Square-Enix first test-drove this style of merchandising with the Compilation of Final Fantasy VII project at the beginning of the century only to take it to extremes with the Fabula Nova Crystallis project for Final Fantasy XII. While Compilation of Final Fantasy VII was a genuine treat for long time fans, allowing them to spend more time in a world with characters they loved, Flavorful Nugget Crystals was a more cynical attempt to artificially recreate the same phenomenon. In fact, Final Fantasy XV itself is a leftover of this failed experiment as it was first announced as Final Fantasy versus XIII nearly a decade ago. So now history repeats itself only this time Square-Enix is taking no chances by releasing all of the game’s spin-offs at around the same time in order to make maximum profits off of its fans.
Square-Enix wants you to be as hyped for the game as possible so you will not give a second thought about spending hundreds of dollars for over-priced special editions and spin-off media. This desire is so large, the company held a press conference to announce these spin-offs as well as the game’s planned release date. If this sounds odd and pretentious to you, it is only because it is.

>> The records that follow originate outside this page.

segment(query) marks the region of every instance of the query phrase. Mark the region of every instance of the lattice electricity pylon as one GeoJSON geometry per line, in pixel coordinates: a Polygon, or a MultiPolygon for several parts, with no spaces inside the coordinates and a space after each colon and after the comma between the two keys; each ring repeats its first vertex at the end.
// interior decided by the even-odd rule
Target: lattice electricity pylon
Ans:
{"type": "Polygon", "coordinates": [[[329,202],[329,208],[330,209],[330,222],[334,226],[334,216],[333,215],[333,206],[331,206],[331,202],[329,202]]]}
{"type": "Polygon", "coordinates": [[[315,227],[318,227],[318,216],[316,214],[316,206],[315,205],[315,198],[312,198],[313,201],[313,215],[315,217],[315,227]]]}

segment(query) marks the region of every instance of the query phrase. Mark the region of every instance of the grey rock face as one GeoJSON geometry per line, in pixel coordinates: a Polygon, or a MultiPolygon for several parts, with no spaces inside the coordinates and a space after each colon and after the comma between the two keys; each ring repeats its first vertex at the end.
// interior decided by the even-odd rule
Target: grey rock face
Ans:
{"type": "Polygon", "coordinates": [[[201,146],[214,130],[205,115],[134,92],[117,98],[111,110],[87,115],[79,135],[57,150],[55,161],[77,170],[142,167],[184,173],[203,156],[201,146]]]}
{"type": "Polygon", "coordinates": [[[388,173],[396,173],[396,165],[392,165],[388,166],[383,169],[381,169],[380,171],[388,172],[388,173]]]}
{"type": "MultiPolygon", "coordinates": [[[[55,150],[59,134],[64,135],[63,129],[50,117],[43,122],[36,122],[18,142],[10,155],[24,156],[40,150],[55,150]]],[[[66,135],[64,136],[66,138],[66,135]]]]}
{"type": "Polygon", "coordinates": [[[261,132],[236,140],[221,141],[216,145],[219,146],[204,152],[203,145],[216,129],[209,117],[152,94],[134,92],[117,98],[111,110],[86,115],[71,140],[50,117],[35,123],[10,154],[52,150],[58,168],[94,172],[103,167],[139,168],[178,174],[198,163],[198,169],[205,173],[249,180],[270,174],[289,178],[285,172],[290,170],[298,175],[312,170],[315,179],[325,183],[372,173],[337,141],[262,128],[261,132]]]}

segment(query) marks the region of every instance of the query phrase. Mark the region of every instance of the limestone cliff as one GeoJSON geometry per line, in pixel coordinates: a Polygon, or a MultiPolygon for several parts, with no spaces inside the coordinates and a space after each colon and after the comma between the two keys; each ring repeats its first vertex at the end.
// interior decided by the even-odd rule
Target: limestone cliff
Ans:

To add more insult to injury, upon completion of the Platinum Demo, you are asked if you would like to digitally pre-order the full game despite only playing an incredibly small taste of what the full game will be. The magic I felt when I first played Final Fantasy VII back in the late 90s has been replaced with corporate cynicism.
This is all part of a wider trend you can see all over the modern gaming industry. Companies like Konami have added micro-transactions to Metal Gear hoping fans will put up with it. Ubisoft churns out Assassin’s Creed game after Assassin’s Creed game in fear of their biggest cash cow losing even the slightest bit of relevancy. Game publishers are constantly pressuring you to pre-order games sight unseen or else risk having an inferior experience due to missing out on exclusive content. Video games seem to have given up on providing compelling new experiences and instead try to milk as much money out of established fans as possible. So many of the games we grew up loving have lost their charm to this brand of consumerism. Games are no longer just games, it seems. They are industries unto themselves.
Final Fantasy XV may end up being a great game, but the way Square-Enix is marketing it leaves a horrible taste in the mouth. Many, my self-included, will argue that the series lost its soul a long time ago, but Final Fantasy XV’s cynical manufacturing of hype and exploitation of fan loyalty is the final nail in the coffin. I still remember the magic I felt playing Final Fantasy games in my youth. I believe that magic can be rekindled but this is not going to be the way to do it.
Platinum Demo: Final Fantasy XV is available now as a free download for Playstation 4 and Xbox One. Final Fantasy XV is slated for international release on September 30, 2016.